The Healer

She was born in Ethiopia to parents who had already survived the unthinkable, Sudanese (South Sudanese) refugees who fled the first civil war carrying nothing but their children, their memory, and their faith in what lay on the other side of survival. Nyamal came into the world in the middle of that story. And before she was old enough to fully understand what war was, she had already lived through two of them.

She was resettled as a refugee in South Dakota, United States arriving in a landscape as far from the soil of her ancestors as it is possible to imagine. Cold, flat, largely white, and entirely unfamiliar. What she carried with her was not a blueprint for what came next.

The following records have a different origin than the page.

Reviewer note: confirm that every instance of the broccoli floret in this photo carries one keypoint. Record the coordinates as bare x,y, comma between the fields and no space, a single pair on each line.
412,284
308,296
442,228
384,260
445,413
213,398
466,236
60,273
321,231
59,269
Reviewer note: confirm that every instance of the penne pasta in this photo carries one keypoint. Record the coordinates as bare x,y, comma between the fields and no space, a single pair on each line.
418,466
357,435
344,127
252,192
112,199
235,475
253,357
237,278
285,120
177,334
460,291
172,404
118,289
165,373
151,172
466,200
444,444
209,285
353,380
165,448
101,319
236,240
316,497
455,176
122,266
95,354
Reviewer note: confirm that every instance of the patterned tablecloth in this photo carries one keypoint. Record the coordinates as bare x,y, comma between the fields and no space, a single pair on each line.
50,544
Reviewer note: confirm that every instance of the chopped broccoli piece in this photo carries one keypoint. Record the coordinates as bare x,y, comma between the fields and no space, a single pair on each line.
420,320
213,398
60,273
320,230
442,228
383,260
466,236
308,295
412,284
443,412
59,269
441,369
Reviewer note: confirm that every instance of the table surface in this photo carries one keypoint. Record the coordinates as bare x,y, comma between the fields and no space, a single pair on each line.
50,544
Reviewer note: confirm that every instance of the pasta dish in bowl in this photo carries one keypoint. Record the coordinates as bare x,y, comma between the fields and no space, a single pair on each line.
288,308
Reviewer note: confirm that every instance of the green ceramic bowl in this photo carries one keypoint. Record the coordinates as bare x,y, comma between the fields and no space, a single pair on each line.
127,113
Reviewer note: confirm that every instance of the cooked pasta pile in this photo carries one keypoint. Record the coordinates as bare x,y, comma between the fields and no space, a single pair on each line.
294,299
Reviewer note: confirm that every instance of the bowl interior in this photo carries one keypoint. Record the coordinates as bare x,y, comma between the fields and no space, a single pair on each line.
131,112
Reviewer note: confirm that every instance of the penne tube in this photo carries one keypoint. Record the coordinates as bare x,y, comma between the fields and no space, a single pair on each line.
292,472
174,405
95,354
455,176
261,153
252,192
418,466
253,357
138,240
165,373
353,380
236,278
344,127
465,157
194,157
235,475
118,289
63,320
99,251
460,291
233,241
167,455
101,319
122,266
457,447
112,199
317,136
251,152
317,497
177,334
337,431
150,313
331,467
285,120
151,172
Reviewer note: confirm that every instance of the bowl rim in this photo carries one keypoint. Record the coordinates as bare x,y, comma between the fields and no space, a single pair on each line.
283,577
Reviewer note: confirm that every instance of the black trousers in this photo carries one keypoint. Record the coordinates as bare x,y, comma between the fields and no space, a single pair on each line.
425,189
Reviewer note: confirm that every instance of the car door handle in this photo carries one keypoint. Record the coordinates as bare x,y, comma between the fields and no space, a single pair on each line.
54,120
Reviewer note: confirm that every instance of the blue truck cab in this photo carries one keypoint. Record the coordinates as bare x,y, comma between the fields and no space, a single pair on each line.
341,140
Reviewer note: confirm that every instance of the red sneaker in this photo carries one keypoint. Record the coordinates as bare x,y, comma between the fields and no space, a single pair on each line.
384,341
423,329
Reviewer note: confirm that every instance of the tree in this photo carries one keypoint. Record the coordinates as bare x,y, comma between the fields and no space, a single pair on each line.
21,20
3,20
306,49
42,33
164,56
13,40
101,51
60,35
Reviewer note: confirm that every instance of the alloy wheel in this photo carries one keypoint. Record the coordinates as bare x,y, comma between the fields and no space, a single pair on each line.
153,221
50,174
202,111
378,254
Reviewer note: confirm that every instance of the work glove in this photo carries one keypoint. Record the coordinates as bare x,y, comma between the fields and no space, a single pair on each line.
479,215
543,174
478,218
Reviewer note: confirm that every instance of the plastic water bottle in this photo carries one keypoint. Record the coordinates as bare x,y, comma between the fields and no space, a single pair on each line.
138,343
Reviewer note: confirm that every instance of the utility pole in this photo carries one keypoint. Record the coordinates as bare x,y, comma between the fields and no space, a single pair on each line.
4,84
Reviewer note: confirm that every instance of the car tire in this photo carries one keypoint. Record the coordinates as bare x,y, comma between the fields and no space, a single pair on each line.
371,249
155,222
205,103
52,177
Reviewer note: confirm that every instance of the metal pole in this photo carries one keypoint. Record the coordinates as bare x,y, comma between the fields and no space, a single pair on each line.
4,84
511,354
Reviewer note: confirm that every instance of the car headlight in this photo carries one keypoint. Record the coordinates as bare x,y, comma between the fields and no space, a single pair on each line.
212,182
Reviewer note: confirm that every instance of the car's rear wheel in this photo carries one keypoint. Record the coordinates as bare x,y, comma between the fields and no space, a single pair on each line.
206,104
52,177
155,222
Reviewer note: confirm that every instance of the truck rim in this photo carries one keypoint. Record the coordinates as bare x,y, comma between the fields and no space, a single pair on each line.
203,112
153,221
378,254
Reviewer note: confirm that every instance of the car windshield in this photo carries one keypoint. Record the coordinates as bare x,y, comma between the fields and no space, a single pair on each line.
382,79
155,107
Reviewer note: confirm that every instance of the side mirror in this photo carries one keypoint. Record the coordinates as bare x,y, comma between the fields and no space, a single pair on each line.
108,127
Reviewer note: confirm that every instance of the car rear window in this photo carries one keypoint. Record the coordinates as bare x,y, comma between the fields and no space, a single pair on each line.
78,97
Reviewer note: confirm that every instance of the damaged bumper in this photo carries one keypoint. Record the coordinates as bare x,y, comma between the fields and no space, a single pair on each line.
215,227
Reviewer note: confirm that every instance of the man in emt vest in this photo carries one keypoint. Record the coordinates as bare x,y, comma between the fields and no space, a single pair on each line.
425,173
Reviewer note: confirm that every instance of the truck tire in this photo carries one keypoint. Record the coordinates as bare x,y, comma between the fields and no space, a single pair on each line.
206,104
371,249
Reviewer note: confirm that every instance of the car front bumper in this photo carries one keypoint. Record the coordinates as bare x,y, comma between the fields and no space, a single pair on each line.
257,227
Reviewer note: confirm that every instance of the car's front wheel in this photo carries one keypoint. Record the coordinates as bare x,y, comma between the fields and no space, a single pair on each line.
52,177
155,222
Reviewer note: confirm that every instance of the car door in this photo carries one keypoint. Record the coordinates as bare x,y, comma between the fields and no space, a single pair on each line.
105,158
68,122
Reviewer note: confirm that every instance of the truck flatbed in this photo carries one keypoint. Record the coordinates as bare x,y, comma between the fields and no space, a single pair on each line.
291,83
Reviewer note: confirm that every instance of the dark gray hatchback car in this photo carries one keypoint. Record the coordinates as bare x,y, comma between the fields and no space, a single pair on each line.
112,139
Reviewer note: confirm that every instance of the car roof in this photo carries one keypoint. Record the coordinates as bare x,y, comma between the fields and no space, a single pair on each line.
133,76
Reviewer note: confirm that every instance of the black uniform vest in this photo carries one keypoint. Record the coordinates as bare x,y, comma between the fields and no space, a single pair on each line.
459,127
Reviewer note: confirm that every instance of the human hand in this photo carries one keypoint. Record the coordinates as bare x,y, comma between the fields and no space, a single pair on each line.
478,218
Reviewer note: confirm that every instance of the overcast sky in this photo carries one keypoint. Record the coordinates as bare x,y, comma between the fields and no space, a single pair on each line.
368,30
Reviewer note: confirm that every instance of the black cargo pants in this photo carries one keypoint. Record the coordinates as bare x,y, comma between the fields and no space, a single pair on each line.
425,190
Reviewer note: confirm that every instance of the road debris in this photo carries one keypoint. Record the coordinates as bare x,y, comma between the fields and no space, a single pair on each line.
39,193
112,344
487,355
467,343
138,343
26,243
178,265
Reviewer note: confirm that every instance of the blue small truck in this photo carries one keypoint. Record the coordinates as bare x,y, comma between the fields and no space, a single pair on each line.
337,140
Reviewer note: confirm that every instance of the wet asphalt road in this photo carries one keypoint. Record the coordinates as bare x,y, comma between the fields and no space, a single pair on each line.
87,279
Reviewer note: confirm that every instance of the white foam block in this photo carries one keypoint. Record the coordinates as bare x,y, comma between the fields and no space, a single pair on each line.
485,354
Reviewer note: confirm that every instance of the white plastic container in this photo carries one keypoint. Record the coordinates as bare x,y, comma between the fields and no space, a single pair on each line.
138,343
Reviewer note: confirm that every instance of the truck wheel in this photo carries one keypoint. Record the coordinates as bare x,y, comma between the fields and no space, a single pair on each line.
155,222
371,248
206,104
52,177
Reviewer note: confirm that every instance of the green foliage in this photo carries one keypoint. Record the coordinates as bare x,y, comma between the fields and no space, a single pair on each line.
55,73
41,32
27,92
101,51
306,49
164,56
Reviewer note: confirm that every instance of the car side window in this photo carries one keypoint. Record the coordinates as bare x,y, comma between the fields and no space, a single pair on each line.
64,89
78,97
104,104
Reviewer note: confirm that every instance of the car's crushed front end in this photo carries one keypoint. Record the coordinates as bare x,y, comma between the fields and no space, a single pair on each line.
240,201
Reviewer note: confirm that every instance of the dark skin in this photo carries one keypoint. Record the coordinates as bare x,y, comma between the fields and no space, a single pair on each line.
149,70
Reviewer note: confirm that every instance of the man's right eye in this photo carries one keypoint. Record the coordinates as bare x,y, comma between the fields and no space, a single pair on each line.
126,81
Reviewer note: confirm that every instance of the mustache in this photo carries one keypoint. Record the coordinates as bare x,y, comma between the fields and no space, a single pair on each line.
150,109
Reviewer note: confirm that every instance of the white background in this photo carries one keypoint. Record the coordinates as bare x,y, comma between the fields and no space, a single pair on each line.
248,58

It was something older than a blueprint: the ancestral knowing of a people who have always found a way to hold each other through the unholding of everything else.

That knowing became her life's work.

Today, Nyamal is one of the most distinctive voices at the intersection of healing justice, peacebuilding, and ancestral wisdom on the global stage. She is a South Sudanese-Ethiopian-American Healer, Liberation Architect, Decolonial Somatic Practitioner, and Pan-African Feminist whose work spans Southern, East and West Africa, the United States, and the African diaspora. She does not occupy one lane. She has never been built for one lane.

She is a scholar, a healer, a professor, an organizer, an advocate, and a community builder all at once, all the time, all rooted in the same question:

What does it cost a people to survive, and what do they need to truly live?

She has spoken at the UNHCR Global Refugee Forum. She has contributed policy guidance to the White House. She founded Matkɛl, co-founded the NyaEden Foundation, serves as Healer-In-Chief at The Armah Institute of Emotional Justice, and teaches Conflict Transformation, Restorative Justice, and Mediation as Adjunct Professor at Arcadia University.

Her published research on trauma-associated psychiatric disorders among South Sudanese Dinka and Nuer women resettled in the United States (Global Social Welfare, 2020) and her Certificate in Global Mental Health: Trauma and Recovery from Harvard Medical School (2024) ground her practice in both scholarly rigor and lived proximity.

She was a refugee child in South Dakota who did not know what she would become.

She became this. And she is only just beginning.